朝、寝起きにぼーっとテレビを見ていたら、
数年前に流行ったBOOMの島歌がかかった。
どうやらこの島歌、今大不況で銀行もまともに動いていない
アルゼンチンで大流行しているらしい。
ワールドカップアルゼンチン代表の応援ソングにもなったとか。

聞こえてきたのは「日本語」、
でも歌っているのはひげ面のアルゼンチン。
この方、アルフレッド・カセーロ氏をいう
アルゼンチンでも有名なコメディアン兼プロデューサーだそうで、
ブエノスアイレスの日本料理レストランで島歌を聞いて、
すぐにレコーティングを決めたそうだ。
ブエノスアイレスでリサーチしたところ、
本当にみんな知ってる、知ってる。
子どもも大人も、みんな歌える。
「意味はわからないけどね〜。

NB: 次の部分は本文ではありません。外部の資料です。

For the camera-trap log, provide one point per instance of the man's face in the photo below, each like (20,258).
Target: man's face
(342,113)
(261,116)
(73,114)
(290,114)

」
意味はわからないけれど、この歌には何か郷愁とかそう言うものがある。
だから日本語のままで歌うことにしたと、カセーロさんが言っていた。

知らなかったのだが、アルゼンチンにいる日系の方々の
実に90%が沖縄出身だそうだ。
彼らにはきっと、懐かしい響きをもって聞かれているのだろう。
カセーロさんの島歌にも日系2世の女性が参加している。

この曲を書いた宮沢和史さんがブエノスアイレスを訪問したそうで、
その様子を朝のテレビで放送していたのだが、
日本庭園に5000人の群集を集めたミニライブの様子を
最後まで見られないのがとても断念だった
(遅刻してしまうので、途中で家を出てしまった)。
日系の人ではなく、極普通のアルゼンチンの人が
島歌を聞き、一緒に歌い、そして涙ぐむ。
日系の女性は踊りだす。

世界は確かに、国を越えて1つになれる。
それは今言われているような「グローバル化」ではなく、
その時、その時、様々な文化や国を媒体として。
それが日本の歌のこともあるし、
踊りや、料理や、とにかく何でもその媒体になりうることが出来る。
横並びにならなくても、同じ言葉を話さなくても、
宗教も文化も違っても、
人が人を思う気持ちの、一番底の所は、
やっぱり同じなんじゃないかなと、
駅までの道を、自転車に乗りながら思ったのだった。

いい、朝の始まり。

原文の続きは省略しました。